Poem Interpretation McKay’s “America” in 2015
Poem Interpretation McKay’s “Exhortation: Summer 1919” in 2015
McKay understood that the struggle for a more equitable society could be approached within an intersectional framework; he was known to work through the context of both class and race. McKay had a willingness to represent the oppressed masses of black workers in America. He looked to Russia as an example for the Negro movement in the U.S and believed that if Black Americans joined other oppressed minorities abroad and became active in international affairs then their cause would also be brought upon the international spectrum (Tilley, 74). While McKay was actively involved in Communism, and felt strongly about the capitalist exploitation of workers, his passion about racism was perhaps even stronger: “It was much less dangerous to be a Communist, he went on, than to be a Negro in America…”(Tilley, 71).
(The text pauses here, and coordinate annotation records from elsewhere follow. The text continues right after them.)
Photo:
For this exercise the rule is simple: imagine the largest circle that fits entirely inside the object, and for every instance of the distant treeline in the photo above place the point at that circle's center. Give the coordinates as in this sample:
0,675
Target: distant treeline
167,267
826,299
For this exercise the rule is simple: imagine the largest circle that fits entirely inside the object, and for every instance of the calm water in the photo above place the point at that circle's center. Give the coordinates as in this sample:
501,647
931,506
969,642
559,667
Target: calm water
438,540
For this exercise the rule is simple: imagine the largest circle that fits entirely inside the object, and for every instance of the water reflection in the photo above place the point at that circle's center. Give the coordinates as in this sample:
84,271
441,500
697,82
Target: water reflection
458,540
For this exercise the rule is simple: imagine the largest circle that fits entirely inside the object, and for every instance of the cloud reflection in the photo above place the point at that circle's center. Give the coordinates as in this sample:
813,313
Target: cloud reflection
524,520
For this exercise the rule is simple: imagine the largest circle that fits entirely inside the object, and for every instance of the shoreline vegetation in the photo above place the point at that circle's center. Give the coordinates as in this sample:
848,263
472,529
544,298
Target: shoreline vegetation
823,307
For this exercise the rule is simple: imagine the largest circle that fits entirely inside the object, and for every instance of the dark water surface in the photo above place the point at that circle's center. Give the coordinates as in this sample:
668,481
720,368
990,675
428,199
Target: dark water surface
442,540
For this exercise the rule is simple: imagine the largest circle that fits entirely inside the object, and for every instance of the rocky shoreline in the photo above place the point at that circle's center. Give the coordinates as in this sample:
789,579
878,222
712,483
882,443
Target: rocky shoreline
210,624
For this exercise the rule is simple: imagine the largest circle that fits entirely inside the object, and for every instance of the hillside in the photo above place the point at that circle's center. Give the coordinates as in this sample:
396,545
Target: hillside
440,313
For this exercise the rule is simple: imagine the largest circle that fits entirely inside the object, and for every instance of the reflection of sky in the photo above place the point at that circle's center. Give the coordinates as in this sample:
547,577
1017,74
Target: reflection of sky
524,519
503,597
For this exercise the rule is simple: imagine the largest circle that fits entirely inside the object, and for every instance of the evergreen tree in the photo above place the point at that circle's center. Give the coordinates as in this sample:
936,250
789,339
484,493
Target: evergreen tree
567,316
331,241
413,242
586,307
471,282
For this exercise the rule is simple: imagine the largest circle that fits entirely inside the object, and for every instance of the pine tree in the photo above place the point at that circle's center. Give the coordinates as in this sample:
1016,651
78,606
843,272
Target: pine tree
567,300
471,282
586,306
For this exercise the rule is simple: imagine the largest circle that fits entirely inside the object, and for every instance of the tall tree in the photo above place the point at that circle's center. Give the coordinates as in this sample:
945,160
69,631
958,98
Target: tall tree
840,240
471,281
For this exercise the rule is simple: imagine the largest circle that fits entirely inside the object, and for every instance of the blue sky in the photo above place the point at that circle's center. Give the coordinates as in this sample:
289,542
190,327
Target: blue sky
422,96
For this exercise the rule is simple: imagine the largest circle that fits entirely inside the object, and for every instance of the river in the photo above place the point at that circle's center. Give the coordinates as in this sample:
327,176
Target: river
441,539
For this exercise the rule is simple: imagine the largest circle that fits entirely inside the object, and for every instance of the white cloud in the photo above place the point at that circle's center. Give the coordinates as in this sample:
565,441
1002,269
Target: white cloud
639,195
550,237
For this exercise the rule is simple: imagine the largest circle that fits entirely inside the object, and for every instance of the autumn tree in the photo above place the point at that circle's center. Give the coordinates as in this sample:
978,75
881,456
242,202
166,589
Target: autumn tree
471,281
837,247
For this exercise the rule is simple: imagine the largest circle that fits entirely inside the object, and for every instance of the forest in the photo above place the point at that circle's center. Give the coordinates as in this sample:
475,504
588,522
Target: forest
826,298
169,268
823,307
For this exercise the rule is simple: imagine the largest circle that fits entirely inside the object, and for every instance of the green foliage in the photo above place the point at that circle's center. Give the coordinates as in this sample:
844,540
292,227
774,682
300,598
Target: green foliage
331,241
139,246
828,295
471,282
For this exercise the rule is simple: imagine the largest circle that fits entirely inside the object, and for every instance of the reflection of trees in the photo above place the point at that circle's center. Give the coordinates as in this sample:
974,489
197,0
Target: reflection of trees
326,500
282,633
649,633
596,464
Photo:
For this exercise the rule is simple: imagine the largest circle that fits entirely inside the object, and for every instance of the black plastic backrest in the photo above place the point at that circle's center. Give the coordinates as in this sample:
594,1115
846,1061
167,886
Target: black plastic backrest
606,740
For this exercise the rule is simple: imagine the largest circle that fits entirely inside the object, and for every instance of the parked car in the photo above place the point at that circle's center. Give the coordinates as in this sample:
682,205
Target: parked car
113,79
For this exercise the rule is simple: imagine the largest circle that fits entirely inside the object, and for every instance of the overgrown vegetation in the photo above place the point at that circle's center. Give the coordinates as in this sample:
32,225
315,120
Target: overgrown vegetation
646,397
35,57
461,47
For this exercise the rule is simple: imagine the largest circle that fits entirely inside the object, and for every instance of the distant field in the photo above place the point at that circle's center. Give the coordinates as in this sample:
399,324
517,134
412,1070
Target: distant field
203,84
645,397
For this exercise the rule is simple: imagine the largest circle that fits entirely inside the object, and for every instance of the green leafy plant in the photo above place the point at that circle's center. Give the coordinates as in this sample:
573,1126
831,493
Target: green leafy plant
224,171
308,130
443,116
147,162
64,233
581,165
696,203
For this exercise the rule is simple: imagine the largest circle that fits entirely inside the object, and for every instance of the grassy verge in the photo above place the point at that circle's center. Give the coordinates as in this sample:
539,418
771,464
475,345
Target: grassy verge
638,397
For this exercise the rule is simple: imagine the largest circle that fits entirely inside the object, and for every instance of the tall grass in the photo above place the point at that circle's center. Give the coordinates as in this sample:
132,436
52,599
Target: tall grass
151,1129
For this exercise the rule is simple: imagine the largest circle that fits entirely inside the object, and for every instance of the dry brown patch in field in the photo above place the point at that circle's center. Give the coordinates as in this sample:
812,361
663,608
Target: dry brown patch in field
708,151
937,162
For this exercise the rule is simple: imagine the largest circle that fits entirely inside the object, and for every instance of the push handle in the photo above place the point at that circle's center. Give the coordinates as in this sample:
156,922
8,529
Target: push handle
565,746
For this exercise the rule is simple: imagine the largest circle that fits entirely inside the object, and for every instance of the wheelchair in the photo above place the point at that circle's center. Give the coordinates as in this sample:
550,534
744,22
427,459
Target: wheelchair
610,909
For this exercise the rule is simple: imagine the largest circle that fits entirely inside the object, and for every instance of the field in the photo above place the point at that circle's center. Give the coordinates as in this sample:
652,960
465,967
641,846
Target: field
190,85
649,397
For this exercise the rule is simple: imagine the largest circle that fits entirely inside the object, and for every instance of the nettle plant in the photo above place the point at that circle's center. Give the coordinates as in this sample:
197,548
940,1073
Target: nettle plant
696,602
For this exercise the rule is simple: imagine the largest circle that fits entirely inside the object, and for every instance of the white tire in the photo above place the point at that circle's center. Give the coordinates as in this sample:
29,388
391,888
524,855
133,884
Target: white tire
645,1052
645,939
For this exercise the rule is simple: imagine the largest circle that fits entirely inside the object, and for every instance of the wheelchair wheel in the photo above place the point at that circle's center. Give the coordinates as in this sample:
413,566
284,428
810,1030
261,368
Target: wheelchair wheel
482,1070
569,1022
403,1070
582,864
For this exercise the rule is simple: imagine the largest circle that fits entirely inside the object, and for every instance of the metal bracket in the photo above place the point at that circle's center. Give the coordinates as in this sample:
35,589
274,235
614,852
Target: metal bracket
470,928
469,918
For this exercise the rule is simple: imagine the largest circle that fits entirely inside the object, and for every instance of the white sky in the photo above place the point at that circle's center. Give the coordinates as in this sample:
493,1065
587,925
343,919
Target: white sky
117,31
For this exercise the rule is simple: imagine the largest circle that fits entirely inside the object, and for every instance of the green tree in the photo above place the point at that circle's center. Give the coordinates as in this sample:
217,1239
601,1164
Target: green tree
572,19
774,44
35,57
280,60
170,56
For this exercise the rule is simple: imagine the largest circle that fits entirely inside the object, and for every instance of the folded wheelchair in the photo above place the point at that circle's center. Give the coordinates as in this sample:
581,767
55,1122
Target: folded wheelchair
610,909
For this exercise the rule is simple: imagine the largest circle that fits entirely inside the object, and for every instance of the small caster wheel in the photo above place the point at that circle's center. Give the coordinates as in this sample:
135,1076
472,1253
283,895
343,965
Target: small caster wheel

The Black Lives Matter movement promotes and engages with the intersectional identities of marginalized people. McKay’s work is an extension of this line of work because it speaks to the Black experience but it also speaks to an audience overwhelmed by the inequity we face today. The movement does not conform to popular modes of leadership. It is not led by a messiah figure instead it has remained a collective and collaborative effort. Likewise, McKay’s work speaks on the power of a collective as seen through “If We Must Die”, “America”, and “Exhortation: Summer 1919.” In these poems we can reinvent the idea of America and find “strength erect against her hate,” and “meet the common foe” as we work towards a “new world” collectively with one another. How can we engage his poetry with our efforts for social justice? McKay wrestles with the same problems we struggled with decades ago. How would Claude McKay engage with #BLM if he were with us today?
Poetry and other forms of art have always played an integral role in various social justice movements. Poetry is a powerful instrument of voice. In secondary schools we are taught the dominant narrative of America but when you have a poem such as McKays “America” or Langston Hughes “I, Too” then we begin to learn the entire story and come to learn other narratives that are often silenced. McKay’s voice calls for militant action in the name of self-defense and social justice. His work has social and cultural impact, the kind that can be used to teach people how to think critically about issues concerning the world today. There is importance in reading McKay’s work and reading other authors outside the Eurocentric literary canon. The practice of reading African American authors and poets in the context of American culture and history enables activists, students and communities in analyzing the ramifications of systematic oppression. We must first educate ourselves and bring awareness to these repressive structures in order to dismantle them.
Works Cited:
Alexander, Michelle. The New Jim Crow: Mass Incarceration in the Age of Colorblindness. N.p.: n.p., n.d. Print.
Baker, Houston A. “Modernism and the Harlem Renaissance.” American Quarterly 39.1 (1987): 84-97. Print.
Forster Chris, and Roopika Risam. “Harlem Shadows: An Electronic Edition.” Harlem Shadows: An Electronic Edition. N.p., n.d. Web. O5 Oct. 2015.
Tilley, Tyrone. “The Problems of a Black Radical.” Claude McKay: A Black Poet’s Struggle for Identity. Amherst: U of Massachusetts, 1992. 38-75. Print.